Muito antes da Grande Muralha ou da Rota da Seda, viveu um professor sábio chamado Confúcio. Ele não era um rei nem um general, mas as suas ideias eram mais poderosas do que qualquer exército. Confúcio ensinava coisas simples mas muito importantes: sê bondoso com os outros, respeita os teus pais e professores, e nunca pares de aprender. Ele acreditava que se todas as pessoas seguissem estas regras, o mundo seria um lugar pacífico e harmonioso. As suas palavras foram escritas e estudadas durante milhares de anos, moldando a forma como as minhas pessoas pensam e vivem. Falando em poder, o meu primeiro imperador, Qin Shi Huang, queria ter proteção mesmo depois de deixar este mundo. Por isso, ordenou a criação de um exército secreto para o guardar na vida após a morte. Mas não era um exército de pessoas reais. Era o Exército de Terracota, milhares de soldados de argila em tamanho real, juntamente com os seus cavalos e carroças. Cada soldado tem um rosto único, com penteados, armaduras e expressões diferentes. Durante séculos, este exército permaneceu escondido debaixo da terra, um segredo silencioso. Foi apenas no dia 29 de março de 1974 que alguns agricultores que cavavam um poço o descobriram por acaso. O mundo ficou maravilhado com este tesouro incrível, uma prova da incrível arte e dedicação do meu povo.
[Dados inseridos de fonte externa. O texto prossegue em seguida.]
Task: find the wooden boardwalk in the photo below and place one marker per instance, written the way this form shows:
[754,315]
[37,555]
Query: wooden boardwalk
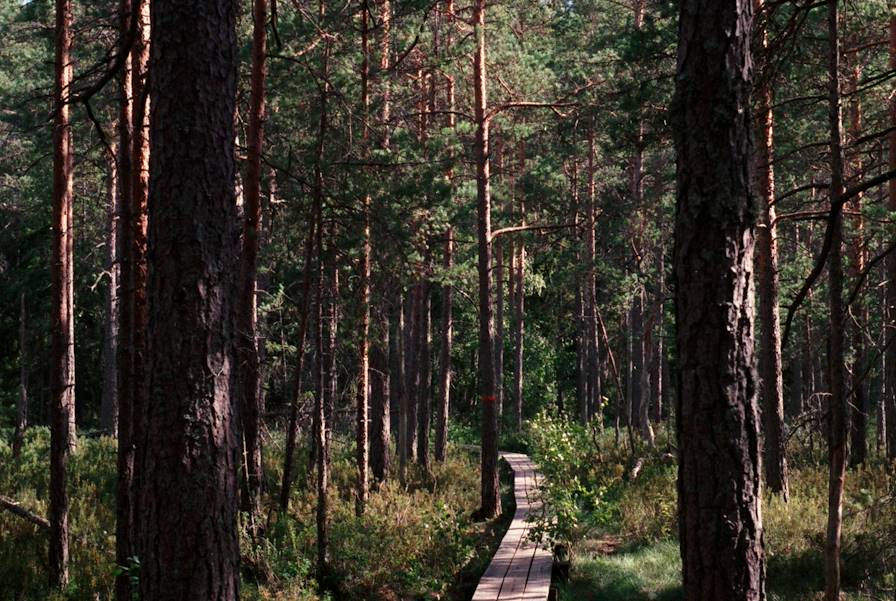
[520,570]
A minha história não está apenas guardada em livros antigos ou em museus poeirentos. O meu espírito de invenção, arte e sabedoria continua vivo hoje. As lições de bondade de Confúcio ainda guiam as famílias. A criatividade que construiu o Exército de Terracota pode ser vista nos artistas de hoje. E a inteligência que inventou o papel e a bússola continua a inspirar cientistas e sonhadores em todo o mundo. O meu coração antigo ainda bate, partilhando a sua história com todos os que vêm visitar-me e com todos os que, como tu, dedicam tempo a aprender sobre o meu passado. Eu sou uma lembrança de que grandes coisas podem ser construídas com unidade, que as ideias podem viajar mais longe do que qualquer caravana e que a sabedoria é o tesouro mais valioso de todos.